Proponents of the 1994 free trade agreement declared that the pact would create 170,000 new U.S. jobs annually. Instead, at least 750,000 jobs were lost (through the end of 2002) as a direct result of NAFTA. The Economic Policy Institute also found that about four-fifths of those jobs were in the manufacturing sector. And when high-wage manufacturing jobs are replaced with service-sector jobs that pay at least 23 percent less, the downward pressure on the wages of Americans is accelerated.
Free trade hasn't been entirely beneficial to our trading partners, either. NAFTA supporters predicted that Mexican workers would see increased wages, stemming the tide of Mexican migration. But Mexican manufacturing wages actually fell 21 percent from 1993 to 1999, and more than two-thirds of the Mexican population is currently living in poverty. NAFTA has in, fact stimulated illegal migration to the United States. Nearly five million Mexican illegal aliens currently reside here, and more than half of them have crossed our border over the last decade.

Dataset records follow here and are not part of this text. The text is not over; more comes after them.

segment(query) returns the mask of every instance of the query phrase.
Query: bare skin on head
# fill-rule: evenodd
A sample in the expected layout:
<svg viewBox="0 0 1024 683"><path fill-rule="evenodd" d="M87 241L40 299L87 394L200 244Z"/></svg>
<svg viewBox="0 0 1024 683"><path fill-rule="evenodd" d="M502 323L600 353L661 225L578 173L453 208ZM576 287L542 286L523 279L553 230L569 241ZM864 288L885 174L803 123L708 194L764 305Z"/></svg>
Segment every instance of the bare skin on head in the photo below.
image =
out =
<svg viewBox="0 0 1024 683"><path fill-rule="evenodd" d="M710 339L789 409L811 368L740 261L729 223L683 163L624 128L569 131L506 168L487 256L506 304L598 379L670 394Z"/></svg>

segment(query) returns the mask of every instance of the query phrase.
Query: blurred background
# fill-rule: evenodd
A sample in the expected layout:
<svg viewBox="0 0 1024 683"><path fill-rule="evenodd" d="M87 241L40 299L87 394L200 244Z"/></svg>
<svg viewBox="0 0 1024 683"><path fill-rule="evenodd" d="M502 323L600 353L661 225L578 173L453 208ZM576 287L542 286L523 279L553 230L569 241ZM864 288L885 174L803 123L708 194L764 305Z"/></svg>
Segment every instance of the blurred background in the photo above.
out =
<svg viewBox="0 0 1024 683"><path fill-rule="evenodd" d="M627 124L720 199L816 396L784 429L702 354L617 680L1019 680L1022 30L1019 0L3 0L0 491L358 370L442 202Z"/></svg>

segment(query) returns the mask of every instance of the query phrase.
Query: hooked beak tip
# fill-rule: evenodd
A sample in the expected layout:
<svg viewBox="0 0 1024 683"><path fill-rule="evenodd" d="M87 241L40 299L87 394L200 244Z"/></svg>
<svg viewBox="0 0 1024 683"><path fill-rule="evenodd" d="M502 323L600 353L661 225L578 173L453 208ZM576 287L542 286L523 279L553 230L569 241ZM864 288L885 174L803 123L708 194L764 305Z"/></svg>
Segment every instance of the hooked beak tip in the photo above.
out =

The record U.S. trade deficit will likely worsen should the FTAA become reality. NAFTA transformed a relatively manageable trade deficit with our neighbors into a full-blown problem. While U.S. exports to Mexico and Canada have increased by 57 percent, imports have risen 96 percent. As a result, the U.S. trade deficit with those two countries has ballooned from $9 billion in 1993 to $87 billion last year. And it's only getting worse.
Thea Lee, chief international economist with the AFL-CIO, says these trends would be seriously exacerbated if NAFTA were expanded to the entire western hemisphere.
"If we open up our markets to goods from all over Latin America, and we don't put in place any kinds of protections for workers rights . we're likely to see these results on a larger scale," Lee says.
American farmers would suffer tremendously from the passage of the FTAA. Since NAFTA's implementation, about 33,000 small farmers have gone out of business - more than six times the pre-1994 rate. And this agreement would likely force Florida's 90,000 citrus growers to join those out-of-work farmers in the unemployment line. Without the 30-cents-per-gallon tariff on orange juice to compete against cheaper juice from Brazil, that state's $9 billion citrus economy - from the growers to the banks to the vendors - will be in serious jeopardy.
The creation of millions of jobs during the 1990s masked the true detriments of free trade. But now that we can clearly see the effects on our nation's workforce, economy and quality of life, it is irresponsible of the Bush administration to pursue trade agreements as if there are not exorbitant costs for so-called "free" trade.